Wall Street analysts expect Broadcom’s revenue for the second fiscal quarter ended April 30 to increase by more than 47%, up from 20% a year earlier. Net profit is forecast to rise by 67%. Analyst sentiment has also grown increasingly optimistic: over the past three months, their earnings-per-share estimates for Broadcom’s fiscal year 2026 have been revised upward by 11%, and those for fiscal year 2027 have jumped by 33%. Meanwhile, options markets are pricing in heightened volatility, with traders expecting a potential two-way swing of 7.8% in Broadcom’s share price following the earnings release—above its average move of 5.3%.
So far this year, betting against AI winners around earnings season hasn’t paid off. Chip stocks such as Intel (INTC.US), Micron Technology (MU.US), Advanced Micro Devices (AMD.US), and Texas Instruments (TXN.US) have all soared after reporting results that confirmed they remain on a strong growth trajectory. Dell Technologies (DELL.US) and HP Inc (HPQ.US), which manufacture computing equipment for AI data centers, also surged sharply after releasing their earnings.
Valuations Already Priced In? Upside May Be Limited
What makes Broadcom’s case unique is that it appears to be approaching a near-term peak in growth. The company is expected to record 62% revenue growth in fiscal year 2026 ending in October, but that growth rate is projected to slow to 58% in 2027 and further decline to 24% in 2028. Net profit shows a similar trend.
‘The market still expects conditions could turn out better than current guidance suggests,’ said Eric Gerster, Chief Investment Officer at AlphaCore Wealth Advisory.

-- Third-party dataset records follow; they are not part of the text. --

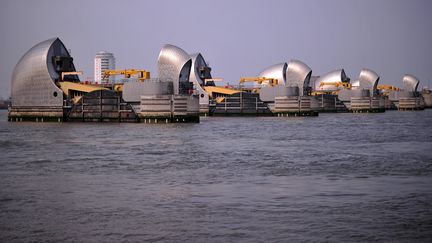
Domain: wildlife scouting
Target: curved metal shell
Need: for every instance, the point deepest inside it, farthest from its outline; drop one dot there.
(33, 79)
(277, 71)
(368, 79)
(199, 72)
(298, 74)
(410, 83)
(174, 65)
(330, 77)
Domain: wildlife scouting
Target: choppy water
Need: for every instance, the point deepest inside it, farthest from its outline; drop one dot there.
(336, 177)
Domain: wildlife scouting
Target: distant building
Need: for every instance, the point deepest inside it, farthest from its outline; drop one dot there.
(103, 61)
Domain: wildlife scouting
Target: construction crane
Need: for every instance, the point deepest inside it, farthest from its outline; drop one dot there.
(337, 84)
(142, 74)
(386, 87)
(259, 80)
(212, 80)
(63, 74)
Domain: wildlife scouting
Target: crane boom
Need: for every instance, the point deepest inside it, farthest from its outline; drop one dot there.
(142, 74)
(259, 80)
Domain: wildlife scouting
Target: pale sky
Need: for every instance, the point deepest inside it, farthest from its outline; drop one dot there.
(238, 38)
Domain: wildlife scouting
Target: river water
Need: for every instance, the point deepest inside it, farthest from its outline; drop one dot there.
(332, 178)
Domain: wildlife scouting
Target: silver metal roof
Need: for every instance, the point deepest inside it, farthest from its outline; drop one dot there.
(410, 83)
(174, 65)
(34, 75)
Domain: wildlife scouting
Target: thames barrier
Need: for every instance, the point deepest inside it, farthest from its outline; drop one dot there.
(46, 87)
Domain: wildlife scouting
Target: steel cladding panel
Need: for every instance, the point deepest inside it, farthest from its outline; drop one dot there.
(173, 65)
(33, 77)
(132, 91)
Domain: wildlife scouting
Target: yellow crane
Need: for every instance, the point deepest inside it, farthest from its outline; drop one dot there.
(141, 74)
(63, 74)
(387, 87)
(259, 80)
(337, 84)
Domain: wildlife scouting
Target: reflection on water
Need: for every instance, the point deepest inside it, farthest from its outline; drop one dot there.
(336, 177)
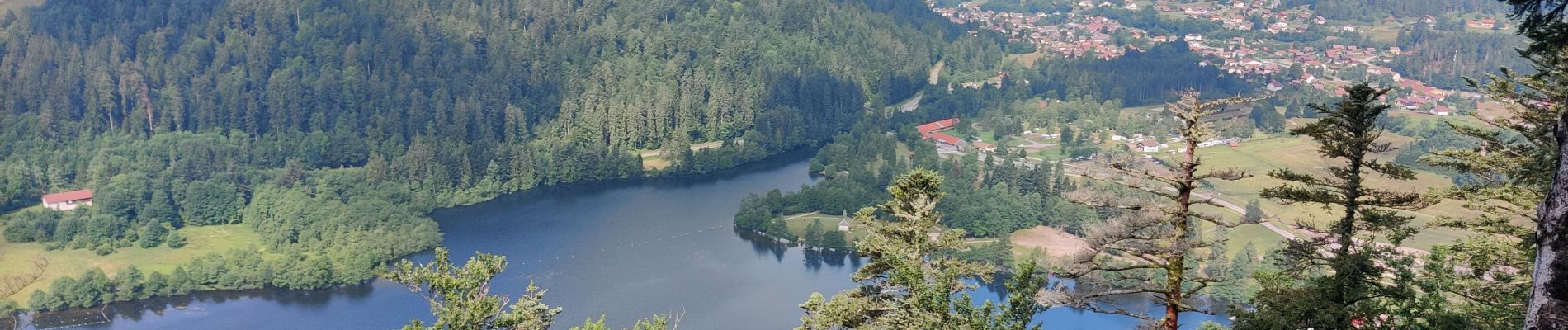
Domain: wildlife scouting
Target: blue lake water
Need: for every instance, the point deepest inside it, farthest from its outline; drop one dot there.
(625, 251)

The stock is by no means cheap, trading at a forward price-to-earnings ratio of 32x for the next 12 months—significantly above its 10-year average of 18x. By comparison, the semiconductor index trades at a forward P/E of 28x, while NVIDIA’s stands at 22x. Broadcom remains a Wall Street favorite: of the 59 analysts covering the stock, 56 recommend buying it, and none advise selling. However, their average 12-month price target is $480.56, compared with Tuesday’s closing price of $481.57, implying minimal upside potential.
All of this encapsulates the stock’s current market position. Regardless of whether it is viewed as a good or bad long-term bet, the immediate question for investors is: after such an extraordinary rally, does it still have enough fuel left in the tank to keep moving forward?

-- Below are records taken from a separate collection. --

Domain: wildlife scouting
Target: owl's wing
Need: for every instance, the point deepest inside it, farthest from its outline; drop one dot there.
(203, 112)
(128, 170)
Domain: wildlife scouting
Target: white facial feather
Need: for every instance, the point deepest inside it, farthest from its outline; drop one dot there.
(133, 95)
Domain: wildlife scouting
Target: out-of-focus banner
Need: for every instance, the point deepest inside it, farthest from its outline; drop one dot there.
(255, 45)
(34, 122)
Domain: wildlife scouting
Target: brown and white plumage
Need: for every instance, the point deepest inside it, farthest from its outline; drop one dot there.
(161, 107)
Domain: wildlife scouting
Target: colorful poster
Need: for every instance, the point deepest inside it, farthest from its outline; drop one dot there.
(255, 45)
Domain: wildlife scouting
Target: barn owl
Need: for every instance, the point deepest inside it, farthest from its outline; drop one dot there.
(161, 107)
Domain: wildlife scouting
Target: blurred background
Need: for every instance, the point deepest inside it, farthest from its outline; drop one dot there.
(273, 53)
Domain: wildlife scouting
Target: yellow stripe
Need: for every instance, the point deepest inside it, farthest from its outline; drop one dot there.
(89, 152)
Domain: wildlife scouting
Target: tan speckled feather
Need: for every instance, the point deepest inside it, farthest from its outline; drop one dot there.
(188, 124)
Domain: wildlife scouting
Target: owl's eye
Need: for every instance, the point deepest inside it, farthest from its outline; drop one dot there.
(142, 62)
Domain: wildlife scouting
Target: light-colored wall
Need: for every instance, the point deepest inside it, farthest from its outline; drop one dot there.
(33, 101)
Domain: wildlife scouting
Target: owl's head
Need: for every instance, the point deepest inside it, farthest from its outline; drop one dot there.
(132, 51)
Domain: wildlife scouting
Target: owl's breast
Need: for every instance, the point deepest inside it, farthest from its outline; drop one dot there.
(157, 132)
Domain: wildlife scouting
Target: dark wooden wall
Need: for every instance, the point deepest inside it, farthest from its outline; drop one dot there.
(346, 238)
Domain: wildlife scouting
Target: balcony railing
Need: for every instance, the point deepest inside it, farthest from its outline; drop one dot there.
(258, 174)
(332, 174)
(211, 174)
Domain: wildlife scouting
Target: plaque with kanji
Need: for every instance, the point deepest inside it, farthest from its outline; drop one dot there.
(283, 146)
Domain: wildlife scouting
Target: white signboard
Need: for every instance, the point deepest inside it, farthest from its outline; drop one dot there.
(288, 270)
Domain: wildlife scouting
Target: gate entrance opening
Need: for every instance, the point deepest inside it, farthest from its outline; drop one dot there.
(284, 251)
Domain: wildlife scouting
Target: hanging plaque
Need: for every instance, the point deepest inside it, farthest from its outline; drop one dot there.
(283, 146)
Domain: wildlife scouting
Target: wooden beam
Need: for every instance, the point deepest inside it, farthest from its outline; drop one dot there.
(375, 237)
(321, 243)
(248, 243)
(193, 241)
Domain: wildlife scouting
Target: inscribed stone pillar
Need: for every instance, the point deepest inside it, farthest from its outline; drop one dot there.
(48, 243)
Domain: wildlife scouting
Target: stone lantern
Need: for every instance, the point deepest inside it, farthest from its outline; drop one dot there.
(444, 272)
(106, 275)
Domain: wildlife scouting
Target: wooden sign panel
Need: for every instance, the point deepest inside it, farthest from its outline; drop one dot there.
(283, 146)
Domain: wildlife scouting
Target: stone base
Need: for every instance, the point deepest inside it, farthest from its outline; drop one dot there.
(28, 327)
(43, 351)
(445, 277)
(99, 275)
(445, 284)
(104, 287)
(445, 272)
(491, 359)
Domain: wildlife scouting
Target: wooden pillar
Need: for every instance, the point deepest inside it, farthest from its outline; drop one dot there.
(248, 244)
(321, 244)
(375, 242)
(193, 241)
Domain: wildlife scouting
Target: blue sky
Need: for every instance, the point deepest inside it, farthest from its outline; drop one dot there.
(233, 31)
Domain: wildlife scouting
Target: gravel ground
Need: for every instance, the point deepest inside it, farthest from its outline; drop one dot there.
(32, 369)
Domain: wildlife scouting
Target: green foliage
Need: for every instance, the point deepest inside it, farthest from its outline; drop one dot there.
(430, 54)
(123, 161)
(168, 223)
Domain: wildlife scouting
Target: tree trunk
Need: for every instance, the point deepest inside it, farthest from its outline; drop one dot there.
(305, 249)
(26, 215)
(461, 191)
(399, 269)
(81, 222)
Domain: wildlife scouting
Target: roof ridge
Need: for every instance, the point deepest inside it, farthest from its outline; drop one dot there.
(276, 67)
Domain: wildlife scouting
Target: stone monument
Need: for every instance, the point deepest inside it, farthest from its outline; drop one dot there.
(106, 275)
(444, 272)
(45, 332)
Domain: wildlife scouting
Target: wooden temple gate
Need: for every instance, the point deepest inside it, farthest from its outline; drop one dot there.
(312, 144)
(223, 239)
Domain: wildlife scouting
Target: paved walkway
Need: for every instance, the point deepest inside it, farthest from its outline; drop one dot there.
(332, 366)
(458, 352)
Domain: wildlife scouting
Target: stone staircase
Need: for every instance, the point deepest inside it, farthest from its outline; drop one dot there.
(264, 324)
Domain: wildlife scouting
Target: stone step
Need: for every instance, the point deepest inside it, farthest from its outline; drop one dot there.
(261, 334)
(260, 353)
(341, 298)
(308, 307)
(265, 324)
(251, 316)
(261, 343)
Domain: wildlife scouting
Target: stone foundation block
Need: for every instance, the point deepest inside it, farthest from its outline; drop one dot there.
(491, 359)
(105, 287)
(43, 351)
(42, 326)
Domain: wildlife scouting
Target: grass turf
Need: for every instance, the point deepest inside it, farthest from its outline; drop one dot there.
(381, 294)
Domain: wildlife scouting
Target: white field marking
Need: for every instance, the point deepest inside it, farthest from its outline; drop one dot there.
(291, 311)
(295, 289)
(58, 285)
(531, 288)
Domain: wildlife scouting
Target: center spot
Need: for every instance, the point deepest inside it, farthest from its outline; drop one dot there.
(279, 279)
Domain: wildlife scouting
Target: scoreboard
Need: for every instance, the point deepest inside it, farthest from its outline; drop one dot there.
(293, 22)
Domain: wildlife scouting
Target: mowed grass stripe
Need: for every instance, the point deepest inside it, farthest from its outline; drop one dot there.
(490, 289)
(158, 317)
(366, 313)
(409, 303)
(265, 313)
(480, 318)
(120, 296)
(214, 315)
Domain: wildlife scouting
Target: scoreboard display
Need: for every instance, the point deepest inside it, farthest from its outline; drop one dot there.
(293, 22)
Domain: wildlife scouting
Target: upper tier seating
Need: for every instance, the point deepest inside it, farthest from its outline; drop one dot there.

‘I don’t know what else they could possibly say to make this story any better,’ said Luke Rahbari, portfolio manager at Rational Equity Armor Fund, which holds Broadcom shares. ‘I’m wondering if Broadcom might become one of the first chipmakers whose potential has already been fully realized—its revenue guidance meets expectations, it’s running at full capacity, and there are no more engines left to ignite.’
Of course, Broadcom is also actively taking steps to strengthen client relationships and create financial interdependence. According to reports from late last month, Apollo Global Management and Blackstone jointly arranged approximately $36 billion in debt financing for Anthropic to support its large-scale procurement of Google’s TPU chips, which Anthropic will lease and use. Broadcom, which assisted Google in developing these chips, will guarantee the majority of the transaction. This deal is poised to become one of the largest private credit transactions in history and the biggest debt-financed chip deal to date. Broadcom’s move represents a significant step in proactively assuming risk across the supply chain, and forging closer financial ties with the current ‘Big Three’ large-model developers could expand Broadcom’s strategic horizons.